SQL Disaggregation Techniques to “Structure” Unstructured Data

SQL Disaggregation with Clustrix

At Clustrix, we use Bugzilla as our bug database. Although it provides an xmlrpc API that claims a higher probability of compatibility across upgrades, we’re SQL people and can’t resist the temptation of querying its relational tables directly.

Our database consolidates data from various disparate sources where we use SQL to quickly develop complex reports spanning multiple departments. Our suite of tools and reports would take much longer if we had to develop JOINs across multiple different client APIs.

In Bugzilla, there is a table named “bugs,” that is clearly quite central to the schema. I’m going to talk here about two columns in that table: “keywords” and “whiteboard” (actually “status_whiteboard,” but we’ll abbreviate here).
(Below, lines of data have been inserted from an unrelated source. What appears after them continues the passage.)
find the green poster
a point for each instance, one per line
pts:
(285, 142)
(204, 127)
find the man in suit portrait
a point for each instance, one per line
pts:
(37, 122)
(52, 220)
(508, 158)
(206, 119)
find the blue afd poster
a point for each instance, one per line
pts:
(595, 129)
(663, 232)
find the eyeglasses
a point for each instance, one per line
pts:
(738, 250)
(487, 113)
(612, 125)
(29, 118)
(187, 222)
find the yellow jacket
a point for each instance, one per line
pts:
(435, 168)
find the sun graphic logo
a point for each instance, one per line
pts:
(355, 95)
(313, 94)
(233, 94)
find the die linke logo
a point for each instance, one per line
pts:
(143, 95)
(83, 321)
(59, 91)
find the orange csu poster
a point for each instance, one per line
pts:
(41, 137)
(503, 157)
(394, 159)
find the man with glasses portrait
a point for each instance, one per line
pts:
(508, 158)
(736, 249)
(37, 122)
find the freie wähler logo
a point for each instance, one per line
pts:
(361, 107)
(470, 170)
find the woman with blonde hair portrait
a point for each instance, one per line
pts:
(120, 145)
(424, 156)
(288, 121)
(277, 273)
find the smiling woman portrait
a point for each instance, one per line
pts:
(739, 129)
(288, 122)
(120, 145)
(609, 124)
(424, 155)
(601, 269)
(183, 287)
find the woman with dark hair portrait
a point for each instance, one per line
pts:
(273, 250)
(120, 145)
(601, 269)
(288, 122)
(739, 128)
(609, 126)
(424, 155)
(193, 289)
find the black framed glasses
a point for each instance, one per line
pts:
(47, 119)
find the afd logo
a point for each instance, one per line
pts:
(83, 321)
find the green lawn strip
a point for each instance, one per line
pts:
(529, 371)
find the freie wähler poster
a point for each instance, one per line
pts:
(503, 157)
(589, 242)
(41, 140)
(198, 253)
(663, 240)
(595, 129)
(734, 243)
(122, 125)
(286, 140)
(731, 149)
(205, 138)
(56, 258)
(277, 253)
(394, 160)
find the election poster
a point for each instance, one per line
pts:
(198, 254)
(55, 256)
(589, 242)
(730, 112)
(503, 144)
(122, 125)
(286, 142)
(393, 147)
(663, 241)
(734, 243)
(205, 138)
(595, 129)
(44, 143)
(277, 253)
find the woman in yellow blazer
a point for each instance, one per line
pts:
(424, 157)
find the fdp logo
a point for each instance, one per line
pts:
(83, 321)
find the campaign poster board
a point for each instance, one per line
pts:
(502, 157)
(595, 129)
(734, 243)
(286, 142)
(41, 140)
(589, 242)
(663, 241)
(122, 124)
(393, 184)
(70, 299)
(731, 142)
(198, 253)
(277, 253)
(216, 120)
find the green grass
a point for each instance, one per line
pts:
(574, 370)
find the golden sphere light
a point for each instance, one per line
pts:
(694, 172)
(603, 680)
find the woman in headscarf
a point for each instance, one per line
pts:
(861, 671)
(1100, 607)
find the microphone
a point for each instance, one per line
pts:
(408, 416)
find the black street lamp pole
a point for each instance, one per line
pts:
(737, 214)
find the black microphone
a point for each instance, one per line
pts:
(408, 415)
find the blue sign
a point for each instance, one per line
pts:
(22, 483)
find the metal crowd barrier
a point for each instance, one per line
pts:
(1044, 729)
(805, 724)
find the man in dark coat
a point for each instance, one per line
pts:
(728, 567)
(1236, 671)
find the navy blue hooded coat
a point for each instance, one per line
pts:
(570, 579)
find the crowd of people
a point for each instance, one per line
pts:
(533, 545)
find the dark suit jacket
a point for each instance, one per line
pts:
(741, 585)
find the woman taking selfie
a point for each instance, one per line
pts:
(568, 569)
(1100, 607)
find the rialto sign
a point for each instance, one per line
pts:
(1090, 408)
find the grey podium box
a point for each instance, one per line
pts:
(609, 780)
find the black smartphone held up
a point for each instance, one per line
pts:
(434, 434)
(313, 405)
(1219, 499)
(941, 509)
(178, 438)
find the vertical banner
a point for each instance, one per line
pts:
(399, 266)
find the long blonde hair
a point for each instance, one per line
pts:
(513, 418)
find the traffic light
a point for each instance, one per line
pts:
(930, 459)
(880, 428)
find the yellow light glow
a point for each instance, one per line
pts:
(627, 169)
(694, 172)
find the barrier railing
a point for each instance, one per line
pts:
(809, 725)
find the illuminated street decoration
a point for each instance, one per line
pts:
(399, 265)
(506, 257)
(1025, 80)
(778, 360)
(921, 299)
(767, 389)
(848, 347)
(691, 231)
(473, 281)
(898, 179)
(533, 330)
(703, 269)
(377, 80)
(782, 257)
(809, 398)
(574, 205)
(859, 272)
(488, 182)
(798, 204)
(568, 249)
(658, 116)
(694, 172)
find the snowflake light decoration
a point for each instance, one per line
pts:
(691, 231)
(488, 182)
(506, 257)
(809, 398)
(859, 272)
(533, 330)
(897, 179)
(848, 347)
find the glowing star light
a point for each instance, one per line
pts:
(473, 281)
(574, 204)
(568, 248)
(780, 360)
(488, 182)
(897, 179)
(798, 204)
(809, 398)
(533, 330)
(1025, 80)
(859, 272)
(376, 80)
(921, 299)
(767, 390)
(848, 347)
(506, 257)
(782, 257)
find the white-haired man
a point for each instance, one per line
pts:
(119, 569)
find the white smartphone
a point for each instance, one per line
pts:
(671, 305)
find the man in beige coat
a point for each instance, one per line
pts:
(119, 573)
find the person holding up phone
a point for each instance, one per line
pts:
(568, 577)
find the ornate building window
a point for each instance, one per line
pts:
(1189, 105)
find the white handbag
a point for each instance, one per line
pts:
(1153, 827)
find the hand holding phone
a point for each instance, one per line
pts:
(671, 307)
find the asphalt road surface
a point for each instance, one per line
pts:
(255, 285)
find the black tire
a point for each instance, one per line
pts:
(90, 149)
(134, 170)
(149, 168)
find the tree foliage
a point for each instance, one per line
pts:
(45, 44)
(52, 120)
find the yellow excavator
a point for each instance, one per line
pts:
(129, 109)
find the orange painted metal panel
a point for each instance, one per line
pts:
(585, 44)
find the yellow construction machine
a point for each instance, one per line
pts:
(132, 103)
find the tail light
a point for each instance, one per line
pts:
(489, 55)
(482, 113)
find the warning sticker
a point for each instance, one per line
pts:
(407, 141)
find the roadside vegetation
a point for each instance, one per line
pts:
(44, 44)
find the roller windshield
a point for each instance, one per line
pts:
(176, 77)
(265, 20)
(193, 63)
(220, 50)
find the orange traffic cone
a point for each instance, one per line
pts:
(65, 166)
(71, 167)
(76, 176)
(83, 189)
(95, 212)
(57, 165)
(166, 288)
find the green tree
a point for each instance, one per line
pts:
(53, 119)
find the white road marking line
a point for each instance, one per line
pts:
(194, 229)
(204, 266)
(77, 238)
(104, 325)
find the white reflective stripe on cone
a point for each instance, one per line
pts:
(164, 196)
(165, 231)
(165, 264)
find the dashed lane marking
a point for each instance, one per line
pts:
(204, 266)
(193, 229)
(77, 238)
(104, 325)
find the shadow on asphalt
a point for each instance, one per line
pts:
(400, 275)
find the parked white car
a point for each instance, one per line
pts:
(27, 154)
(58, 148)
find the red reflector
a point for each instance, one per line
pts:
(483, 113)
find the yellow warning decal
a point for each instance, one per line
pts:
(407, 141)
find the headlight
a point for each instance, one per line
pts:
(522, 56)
How “Keywords” and “Whiteboard” Stack Up

The difference between these two terms is that “keywords” must be first created by a bugzilla admin, which stores them in the “keyword_defs” table. This is an example of structured data. When keywords are assigned to a bug (as comma-separated values in a text input field), the input is validated by the webui (i.e. that the keyword actually exists) and then the normalized relationship is stored in the “keywords” table. Additionally, Bugzilla re-materializes the denormalized keyword list as a comma-separated string into a “keyword” column in the “bugs” table, which was most likely done for performance, as it eliminates a correlated aggregate subquery to speed up its most frequently executed query: displaying bug(s).

The “whiteboard” field is located right above “keywords” in the Bugzilla WebUI, and is also sized for a single, short line of text. We use this field similarly to “keywords”: to hold a comma-separated list of tags, with the exception being that these have not yet reached the critical mass to promote them into formal “keywords.”

Bugzilla’s UI does not perform validation or provide a formal way to extract these tag-like elements for the purposes of joining and/or aggregating into reports, thus this data is effectively unstructured.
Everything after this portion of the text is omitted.